David Grubbs flirtet mit seiner eigenen Vergangenheit. Wenn sich die Songs aus den genialen John Fahey-Gedächtnis-Pickings erheben, sich in Drones verlieren oder als komplexe Gitarren-Avantgarde einen Stempel brauchen, erinnern wir uns an Gastr del Sol.
Wir erinnern uns an Bastro, an Zeiten, in denen Instrumentalmusik zur guten Sammlung gehörte und an improvisierte Konzerte im Studio 672. Grubbs schafft es auch nach langer Zeit der Abstinenz, sein Oeuvre noch zu erweitern und zu vervollständigen. Das neue Album macht sich gut neben The Thicket.
David Grubbs - The Plain where the Palace Stood
Es ist immer wieder toll Grubbs zu beobachten, ihn zu lesen, seiner warmen Stimme zu folgen, diesem Postrock Platz zu schaffen und den kakophonischen Momenten eine Kathedrale zu bauen. Der Kopfhörer bleibt dein bester Freund.

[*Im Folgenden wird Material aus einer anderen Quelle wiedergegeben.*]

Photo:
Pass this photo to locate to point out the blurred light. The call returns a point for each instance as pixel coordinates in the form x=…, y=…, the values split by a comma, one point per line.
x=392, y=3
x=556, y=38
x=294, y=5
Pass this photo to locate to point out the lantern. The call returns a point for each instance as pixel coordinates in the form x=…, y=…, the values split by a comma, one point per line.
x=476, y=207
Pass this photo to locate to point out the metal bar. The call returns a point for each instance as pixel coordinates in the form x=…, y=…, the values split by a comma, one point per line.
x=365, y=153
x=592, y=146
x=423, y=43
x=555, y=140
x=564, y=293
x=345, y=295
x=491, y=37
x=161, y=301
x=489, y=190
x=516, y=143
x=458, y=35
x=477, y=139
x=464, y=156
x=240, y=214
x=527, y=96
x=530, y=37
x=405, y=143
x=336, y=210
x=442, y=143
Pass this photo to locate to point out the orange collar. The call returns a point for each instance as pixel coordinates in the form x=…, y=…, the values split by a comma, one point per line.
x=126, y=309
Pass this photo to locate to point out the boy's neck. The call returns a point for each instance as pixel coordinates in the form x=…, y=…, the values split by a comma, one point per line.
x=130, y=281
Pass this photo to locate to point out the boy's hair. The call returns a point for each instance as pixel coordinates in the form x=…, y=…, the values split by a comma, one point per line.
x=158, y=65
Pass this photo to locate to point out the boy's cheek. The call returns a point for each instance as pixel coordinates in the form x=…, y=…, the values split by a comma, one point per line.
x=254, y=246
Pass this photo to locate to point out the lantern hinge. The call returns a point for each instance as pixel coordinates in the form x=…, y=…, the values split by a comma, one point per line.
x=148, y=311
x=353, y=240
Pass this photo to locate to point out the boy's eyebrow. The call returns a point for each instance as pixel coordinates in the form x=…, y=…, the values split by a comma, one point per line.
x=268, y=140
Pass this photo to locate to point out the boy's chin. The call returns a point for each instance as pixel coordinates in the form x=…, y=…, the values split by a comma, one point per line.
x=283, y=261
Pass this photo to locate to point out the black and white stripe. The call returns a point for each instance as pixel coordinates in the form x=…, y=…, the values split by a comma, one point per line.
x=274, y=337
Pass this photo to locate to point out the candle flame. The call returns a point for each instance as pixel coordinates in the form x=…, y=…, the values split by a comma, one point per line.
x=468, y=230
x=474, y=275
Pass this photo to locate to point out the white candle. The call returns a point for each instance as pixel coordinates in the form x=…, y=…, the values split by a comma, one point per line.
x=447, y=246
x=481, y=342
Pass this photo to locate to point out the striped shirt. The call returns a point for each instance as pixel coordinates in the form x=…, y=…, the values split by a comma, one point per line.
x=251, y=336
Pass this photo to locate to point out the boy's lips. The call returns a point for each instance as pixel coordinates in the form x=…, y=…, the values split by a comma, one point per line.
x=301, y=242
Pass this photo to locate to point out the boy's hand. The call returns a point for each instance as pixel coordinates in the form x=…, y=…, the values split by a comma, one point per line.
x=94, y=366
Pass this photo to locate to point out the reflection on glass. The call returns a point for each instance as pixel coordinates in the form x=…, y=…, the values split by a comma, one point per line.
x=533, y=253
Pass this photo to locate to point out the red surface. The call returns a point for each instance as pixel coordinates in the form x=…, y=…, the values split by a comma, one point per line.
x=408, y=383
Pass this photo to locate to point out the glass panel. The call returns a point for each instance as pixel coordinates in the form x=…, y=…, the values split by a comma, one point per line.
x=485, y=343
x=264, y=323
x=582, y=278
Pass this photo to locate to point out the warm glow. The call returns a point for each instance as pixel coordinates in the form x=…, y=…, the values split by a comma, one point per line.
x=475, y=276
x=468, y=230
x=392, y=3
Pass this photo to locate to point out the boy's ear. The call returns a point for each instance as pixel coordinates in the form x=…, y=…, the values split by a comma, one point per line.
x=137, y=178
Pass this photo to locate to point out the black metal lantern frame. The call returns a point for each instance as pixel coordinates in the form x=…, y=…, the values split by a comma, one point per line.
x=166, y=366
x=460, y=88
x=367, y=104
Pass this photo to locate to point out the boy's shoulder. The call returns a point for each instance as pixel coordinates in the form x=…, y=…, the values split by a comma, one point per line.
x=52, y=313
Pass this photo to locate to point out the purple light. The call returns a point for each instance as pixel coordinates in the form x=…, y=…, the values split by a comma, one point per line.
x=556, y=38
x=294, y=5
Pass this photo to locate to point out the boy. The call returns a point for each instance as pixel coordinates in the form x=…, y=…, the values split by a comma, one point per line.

Die Motive sind immer noch so atemberaubend, dass einem die Finger nicht ruhig in die Hosentaschen rutschen. Ich liebe diese Dynamik, die sich eine Hookline nur als Trampolin vorstellen kann. Irgendwann landet man wieder. Die Akkustik-Gitarre liegt in den Wäldern, in denen die Jungs von Sunn O)) ihre Kutten verbuddeln. Wahnsinn. Ein Dank geht an die begleitenden Musiker. Grubbs schiebt sich gerne Richtung Auflösung und Kontrollverlust. Hier muss man erst einmal folgen können. Toll. Ich bin begeistert und bleibe Fan. Auf ewig.